Vestibular migraine, what is that? Migraine is one of the most common types of headaches. An attack of migraine often goes hand in hand with a number of other symptoms, such as an aura, or nausea and vomiting. You can read more about this on the migraine page.
A relatively unknown form of migraine is vestibular migraine. This form of migraine is characterized by the prevention of attacks of dizziness in people who have or have ever had migraine. The dizziness can occur before, after or during the attack of headache. An attack of dizziness is also one of the symptoms of Ménière disease, which often causes people with vestibular migraine to be diagnosed with Ménière first. In vestibular migraine, however, there is no hearing loss.
The treatment of Ménière’s disease does not solve the headaches that occur in vestibular migraine.

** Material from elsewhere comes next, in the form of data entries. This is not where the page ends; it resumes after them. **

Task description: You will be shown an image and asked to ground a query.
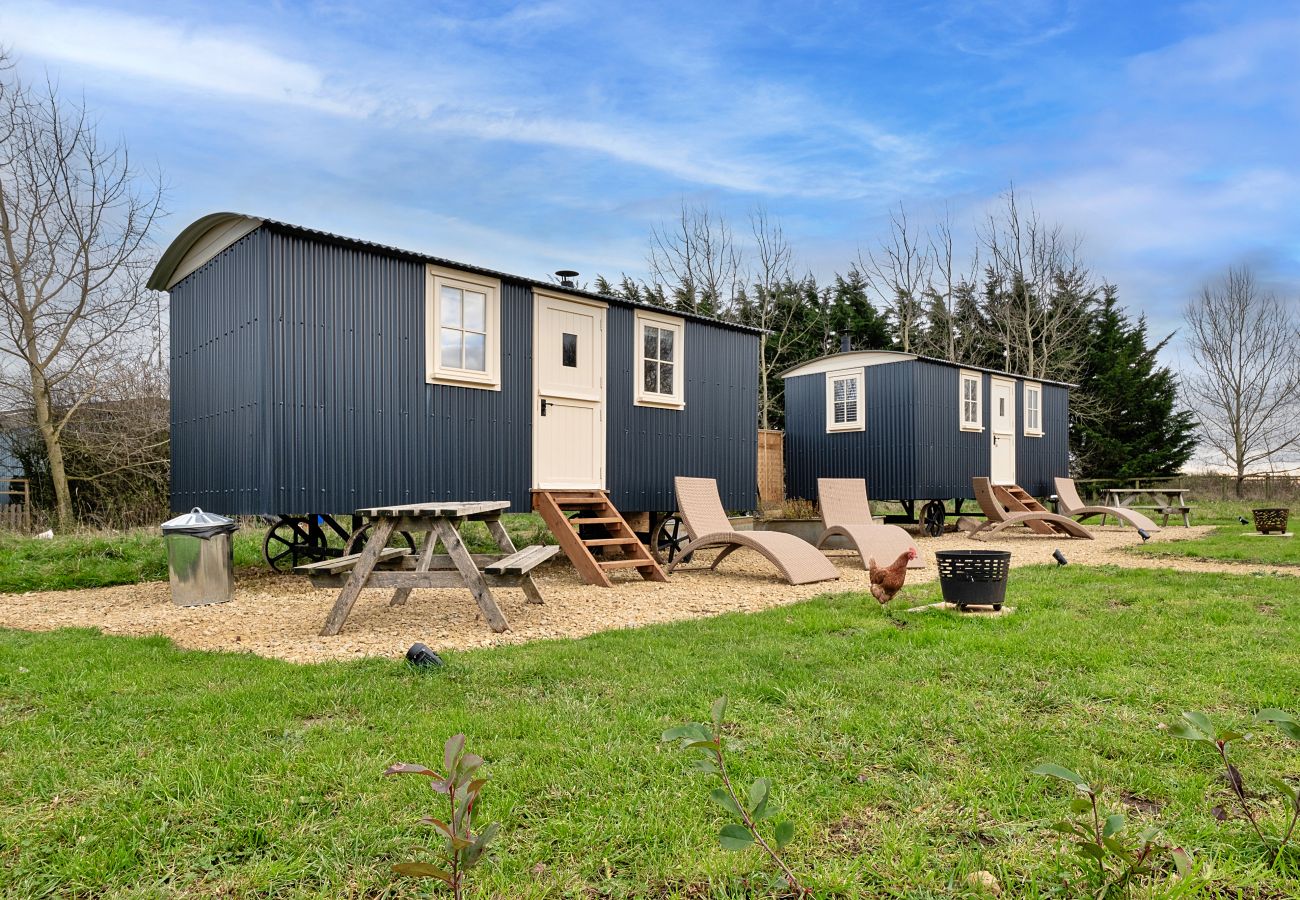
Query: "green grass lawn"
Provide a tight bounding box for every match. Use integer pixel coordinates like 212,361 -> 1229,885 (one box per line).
0,514 -> 554,593
0,566 -> 1300,899
1131,523 -> 1300,566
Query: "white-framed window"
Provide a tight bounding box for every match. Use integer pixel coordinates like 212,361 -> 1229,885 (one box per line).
957,369 -> 984,432
425,265 -> 501,390
633,310 -> 686,410
826,369 -> 867,432
1024,381 -> 1043,437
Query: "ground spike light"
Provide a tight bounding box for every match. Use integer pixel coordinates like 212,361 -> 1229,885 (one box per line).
407,642 -> 443,668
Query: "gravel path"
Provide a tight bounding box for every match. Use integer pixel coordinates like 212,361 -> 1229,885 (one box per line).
0,527 -> 1300,662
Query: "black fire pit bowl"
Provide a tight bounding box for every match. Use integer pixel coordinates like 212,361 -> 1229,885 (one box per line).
1251,509 -> 1291,535
935,550 -> 1011,610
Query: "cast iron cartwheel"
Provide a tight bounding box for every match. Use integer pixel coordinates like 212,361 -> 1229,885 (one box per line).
261,515 -> 347,572
650,512 -> 690,566
261,515 -> 415,572
920,499 -> 948,537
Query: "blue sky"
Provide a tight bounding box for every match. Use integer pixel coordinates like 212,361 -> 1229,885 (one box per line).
0,0 -> 1300,356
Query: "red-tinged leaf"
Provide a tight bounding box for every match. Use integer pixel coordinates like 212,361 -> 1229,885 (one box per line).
772,819 -> 794,849
718,825 -> 754,851
384,762 -> 441,778
463,822 -> 501,869
420,815 -> 451,835
1227,762 -> 1245,795
709,695 -> 727,730
442,735 -> 465,770
393,862 -> 451,884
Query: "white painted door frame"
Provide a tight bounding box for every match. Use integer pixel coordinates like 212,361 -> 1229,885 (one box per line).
988,377 -> 1015,484
530,289 -> 608,490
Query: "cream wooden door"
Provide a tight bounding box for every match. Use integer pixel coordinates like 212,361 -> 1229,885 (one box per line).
988,378 -> 1015,484
533,293 -> 606,489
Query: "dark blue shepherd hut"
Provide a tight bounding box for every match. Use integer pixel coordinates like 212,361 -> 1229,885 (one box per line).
150,213 -> 758,530
784,350 -> 1070,522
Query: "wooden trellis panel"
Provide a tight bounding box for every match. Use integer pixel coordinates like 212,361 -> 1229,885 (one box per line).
758,429 -> 785,510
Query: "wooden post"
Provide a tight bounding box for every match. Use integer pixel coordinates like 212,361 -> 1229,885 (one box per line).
321,519 -> 397,637
433,519 -> 510,633
389,531 -> 438,606
484,518 -> 542,603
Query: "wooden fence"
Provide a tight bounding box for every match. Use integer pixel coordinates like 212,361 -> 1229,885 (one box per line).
758,428 -> 785,510
0,479 -> 31,532
1076,472 -> 1300,501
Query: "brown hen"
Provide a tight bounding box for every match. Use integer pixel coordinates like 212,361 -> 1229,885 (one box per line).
867,548 -> 917,606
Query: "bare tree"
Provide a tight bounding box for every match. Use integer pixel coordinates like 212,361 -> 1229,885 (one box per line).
858,203 -> 935,352
922,205 -> 979,363
0,65 -> 163,527
980,189 -> 1096,381
745,207 -> 815,428
1183,268 -> 1300,497
646,200 -> 742,316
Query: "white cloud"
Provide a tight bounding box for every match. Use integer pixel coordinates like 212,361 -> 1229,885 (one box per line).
0,3 -> 926,199
0,3 -> 355,114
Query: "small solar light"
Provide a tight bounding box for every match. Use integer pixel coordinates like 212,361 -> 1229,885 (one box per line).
407,644 -> 443,668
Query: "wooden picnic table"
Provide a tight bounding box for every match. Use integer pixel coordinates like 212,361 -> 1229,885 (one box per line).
304,501 -> 559,636
1105,488 -> 1192,528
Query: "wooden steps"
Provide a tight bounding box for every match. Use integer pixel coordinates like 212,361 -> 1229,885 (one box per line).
533,490 -> 668,588
993,484 -> 1070,536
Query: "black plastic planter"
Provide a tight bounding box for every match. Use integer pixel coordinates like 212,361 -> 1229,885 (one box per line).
1251,509 -> 1291,535
935,550 -> 1011,610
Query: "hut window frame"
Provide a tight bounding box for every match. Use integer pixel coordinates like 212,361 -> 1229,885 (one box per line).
425,265 -> 501,390
1024,381 -> 1043,437
826,368 -> 867,434
957,369 -> 984,432
632,310 -> 686,410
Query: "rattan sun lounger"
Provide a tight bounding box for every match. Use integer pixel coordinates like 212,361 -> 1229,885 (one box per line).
1056,479 -> 1160,532
971,477 -> 1092,540
668,477 -> 840,584
816,479 -> 926,568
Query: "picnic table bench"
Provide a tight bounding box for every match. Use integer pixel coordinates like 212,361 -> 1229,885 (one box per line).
301,501 -> 559,636
1105,488 -> 1192,528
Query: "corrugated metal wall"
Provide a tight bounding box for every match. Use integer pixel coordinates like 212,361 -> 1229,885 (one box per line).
170,228 -> 758,515
1015,385 -> 1070,497
267,233 -> 533,512
785,362 -> 917,501
911,360 -> 991,502
785,359 -> 1070,511
168,230 -> 270,515
606,306 -> 758,511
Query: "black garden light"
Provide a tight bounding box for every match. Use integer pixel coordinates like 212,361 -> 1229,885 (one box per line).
407,644 -> 443,668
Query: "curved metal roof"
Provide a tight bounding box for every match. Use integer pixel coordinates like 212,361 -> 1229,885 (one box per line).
148,212 -> 762,334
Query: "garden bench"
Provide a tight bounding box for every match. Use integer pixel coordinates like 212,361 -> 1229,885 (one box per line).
484,544 -> 560,576
1156,506 -> 1192,528
313,501 -> 559,637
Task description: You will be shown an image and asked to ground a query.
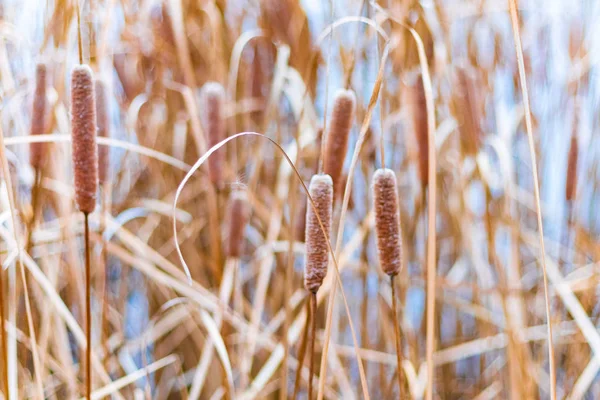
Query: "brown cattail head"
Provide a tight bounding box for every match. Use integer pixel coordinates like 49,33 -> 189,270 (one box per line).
71,65 -> 98,214
565,119 -> 579,201
29,63 -> 47,169
225,189 -> 250,258
403,75 -> 429,188
304,174 -> 333,293
202,82 -> 225,185
323,89 -> 356,196
95,79 -> 110,185
373,168 -> 402,276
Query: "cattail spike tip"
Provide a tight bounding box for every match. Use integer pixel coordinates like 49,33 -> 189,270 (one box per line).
304,174 -> 333,293
373,168 -> 402,276
71,65 -> 98,214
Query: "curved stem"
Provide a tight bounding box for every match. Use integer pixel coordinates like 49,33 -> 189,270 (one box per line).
308,293 -> 317,400
390,275 -> 404,399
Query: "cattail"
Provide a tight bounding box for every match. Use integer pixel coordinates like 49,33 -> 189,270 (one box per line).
150,2 -> 175,50
95,79 -> 110,185
71,65 -> 98,214
202,82 -> 225,185
29,63 -> 47,169
304,174 -> 333,293
565,123 -> 579,201
323,89 -> 356,196
404,76 -> 429,188
373,168 -> 402,276
225,190 -> 250,258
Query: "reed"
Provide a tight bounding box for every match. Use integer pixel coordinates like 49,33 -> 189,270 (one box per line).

Vestibular migraine: headache and turning dizziness
Dizziness in vestibular migraine is usually vertigo. Dizziness can occur spontaneously and can also be triggered by head movements. The dizziness can also occur in an environment where many rapid movements can be seen, such as in traffic or a busy supermarket. The duration of an attack of dizziness varies, from a few minutes to hours or days. The migraine complaints can occur before, during or after the dizziness. Sometimes, after a migraine attack, it can take years before the dizziness occurs. This does not make it easy for doctors to diagnose vestibular migraine.
The cause of vestibular migraine
The cause of vestibular migraine is not known. It is now clear that it is one of the forms of migraine.
Diagnosis Vestibular migraine
The diagnosis of vestibular migraine has recently been officially
This form of migraine is first described in the 3rd edition of the international list of headaches of 2013, the International Classification of Headache Disorders (ICHD).